The new Houston Police Department Property Room on Washington just west of downtown, is adjacent to the old one it replaces. Mayor Bill White says the facility will help keep our city safe while insuring fairness to those accused of crime.

"Prosecutors and those who investigate crimes, and those who are witnesses to crime, find that having evidence of crime that has a proper chain of custody that's been properly stored that could be retrieved when ready for trial, is indispensable. It ensures those suspects accused of crime, or those convicted who have remedy to post judgment, remedies provided under habeas corpus, that they have evidence that could be fairly used by those who seek to defend."

Mayor White says the 13.2-million dollar property room is part of a massive capital and technology improvement program that's being undertaken to assure Houston has the most productive, professional police force inξ the country.

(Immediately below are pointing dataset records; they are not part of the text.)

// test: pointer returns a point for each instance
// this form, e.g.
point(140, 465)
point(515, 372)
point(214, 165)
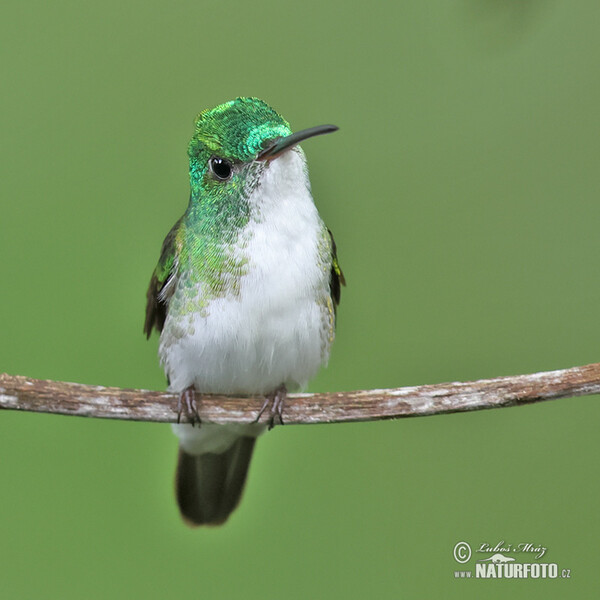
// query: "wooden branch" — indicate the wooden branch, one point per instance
point(37, 395)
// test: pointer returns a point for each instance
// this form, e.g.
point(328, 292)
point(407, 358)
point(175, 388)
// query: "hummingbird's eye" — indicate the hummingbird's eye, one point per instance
point(221, 167)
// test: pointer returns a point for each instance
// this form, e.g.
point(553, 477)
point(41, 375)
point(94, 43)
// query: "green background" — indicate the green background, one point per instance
point(463, 191)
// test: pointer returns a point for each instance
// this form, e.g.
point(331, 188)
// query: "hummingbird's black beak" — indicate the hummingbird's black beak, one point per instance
point(280, 145)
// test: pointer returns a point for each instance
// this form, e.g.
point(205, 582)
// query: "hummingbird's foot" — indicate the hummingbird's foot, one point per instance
point(275, 401)
point(188, 397)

"That's a nightmare; this is a dream come true."

That's Police Chief Harold Hurtt. He has a wish for what he'd like to see happen to the soon-to-be vacated old property room.

"One of the things that I would really like to see happen to the old building there is to be torn down and replaced with a new, independent DNA lab, a crime lab. And all they have to do is punch a hole in the wall, and be able to transfer evidence from the DNA lab right into property here and really maintain custody, and have it in place for court."

After the ribbon cutting, Hurtt presented the first piece of evidence to be stored that pertains to an on-going robbery investigation. Amenities in the new property room include high-density shelving and climate control features, like a giant freezer to maintain evidence. Hurtt was asked what assurances were in place to eliminate a repeat of problems that plagued the inadequate storing of evidence in the past.

"In every case, the primary issues that you want to look out for when you have property: drugs, money, guns.And we have built in a system here to protect all three. And not only from the facility standpoint, but also our processes, our procedures and accountability. This is really a giant step forward in ensuring that the public and the criminal justice system can have confidence in HPD."

Each piece of property will be tagged with a radio frequency to allow easy access and retrieval without moving another object.